L’irruption d’une jeune colistière au côté du vétéran McCain a relancé le débat sur les « valeurs morales », toujours vif dans la vie politique américaine.
Jusqu’ici Sarah Palin, gouvernait avec brio l’Alaska, en affichant, sur les sujets de société des convictions résolument conservatrices. Respect de la vie, famille, bioéthique : sa nomination comme candidate républicaine à la vice-présidence des Etats-Unis ravit la « droite religieuse ». Mais les médias ont vite cru découvrir un pot-aux-roses : Bristol sa fille de 17 ans attend un heureux évènement pour la fin de l’année.
Pour les uns, cette grossesse adolescente décrédibilise une femme politique chrétienne connue pour soutenir les programmes qui encouragent l’abstinence sexuelle avant le mariage. Mais pour les autres, la future grand-mère de 44 ans réagit avec pudeur et en conformité avec ses convictions : « Notre merveilleuse fille Bristol nous a annoncé une nouvelle dont nous savions, en tant que parents, qu’elle la ferait grandir plus vite que nous l’avions prévu » affirme le communiqué des futurs grands-parents qui annonce un prochain mariage. Leur fille et son futur mari, âgé de 18 ans, « auront l’amour et le soutien de la famille entière ». Les militants républicains qui découvrent en Sarah Palin une femme « comme les autres », cohérente et courageuse, semblent conquis. D’autant que certaines attaques ont manqué de finesse. Madame Palin a accouché il y a quelques mois de son cinquième enfant et il se trouve que c’est un bébé atteint de trisomie 21. Et voilà qu’une rumeur vite démentie prétendait que cet enfant-là était aussi celui de sa fille. Des adversaires ont également ironisé sur une candidate « en campagne avec un tire-lait »… Barack Obama se tient prudemment à l’écart de cette tornade médiatique. Pour le camp McCain, elle aura eu le mérite, d’éclipser celle qui menaçait au même moment sur le sud du pays. Le retentissement de la convention républicaine de Saint-Paul a-t-il été sauvé par ces affaires privées dont le citoyen raffole ?
Les observateurs Français ont beau ridiculiser les positions « morales » incarnées par le tandem McCain/Palin, aucun des deux candidats qui s’opposeront le 2 novembre ne peut négliger ces questions. Ainsi, chacun reconnait l’ampleur du problème de l’avortement qui n’a rien perdu de son statut de sujet politique majeur aux Etats-Unis. Si John McCain est présenté comme « hostile au droit à l’avortement » auquel Barack Obama est « favorable », le candidat démocrate prône lui aussi des « alternatives » dans lesquelles il inclut le recours à l’adoption ! On est loin de la frilosité des responsables politiques français des deux camps.

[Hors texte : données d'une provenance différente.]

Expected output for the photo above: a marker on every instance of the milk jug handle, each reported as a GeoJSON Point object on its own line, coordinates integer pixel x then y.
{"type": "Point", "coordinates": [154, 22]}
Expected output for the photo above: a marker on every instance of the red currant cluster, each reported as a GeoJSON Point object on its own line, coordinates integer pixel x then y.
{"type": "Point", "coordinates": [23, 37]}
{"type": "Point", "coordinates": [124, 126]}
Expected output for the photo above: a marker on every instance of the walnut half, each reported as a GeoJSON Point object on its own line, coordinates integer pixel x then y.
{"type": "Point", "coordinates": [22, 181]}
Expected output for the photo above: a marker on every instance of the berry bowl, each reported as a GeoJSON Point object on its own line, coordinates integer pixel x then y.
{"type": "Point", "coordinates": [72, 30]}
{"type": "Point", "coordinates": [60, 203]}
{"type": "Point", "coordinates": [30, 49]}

Outre-Atlantique, ce genre de débat n’est pas verrouillé. L’association féministe Women Count, classée parmi les amis d’Hilary Clinton, a ainsi lancé un message défendant Sarah Palin « contre les calomnies misogynes ». Des mauvaises langues lui avaient reproché d’être une mauvaise mère en travaillant...
Nul ne sait, pour le moment, si le choix de sa colistière permettra à John McCain de rattraper le retard que les sondeurs lui attribuent. Les forces conservatrices, dont l’influence politique est énorme aux Etats-Unis, semblent en tous cas mobilisées. Peu importe que l’intelligentsia française se dise horrifiée, à l’image de la politologue Nicole Bacharan, dénonçant, dans Le Figaro, avec l’arrivée de Sarah Palin, «l’irruption de l’intolérance morale dans la campagne ». Pourquoi croit-elle devoir préciser « Il ne s’agit pas ici de critiquer la décision d’une femme comme Sarah Palin qui a voulu, en toute connaissance de cause, mettre au monde un enfant trisomique » ? Une telle dénégation, par sa maladresse, dénote le niveau d’incompréhension que peut susciter, dans certains milieux, le refus de l’avortement, en cas de handicap décelé. Sarah Palin n’a en rien « voulu » un enfant handicapé. Elle l’a accueilli. A la convention de Saint-Paul elle a déclaré : « Parfois même les plus grandes joies apportent leur lot de défis. Et les enfants avec des besoins particuliers inspirent un amour très très particulier ».
Vu de France on s’étonnera peut-être que Sarah Palin soutienne activement le lobby du port d’armes. La logique américaine est singulière. On peut aussi imaginer la stupeur des américains voyant sur le vieux continent s’arrondir le ventre d’un garde des Sceaux célibataire… Rachida Dati est certes dans la norme hexagonale : la majorité des petits Français (51,7% en 2007) naît désormais hors mariage.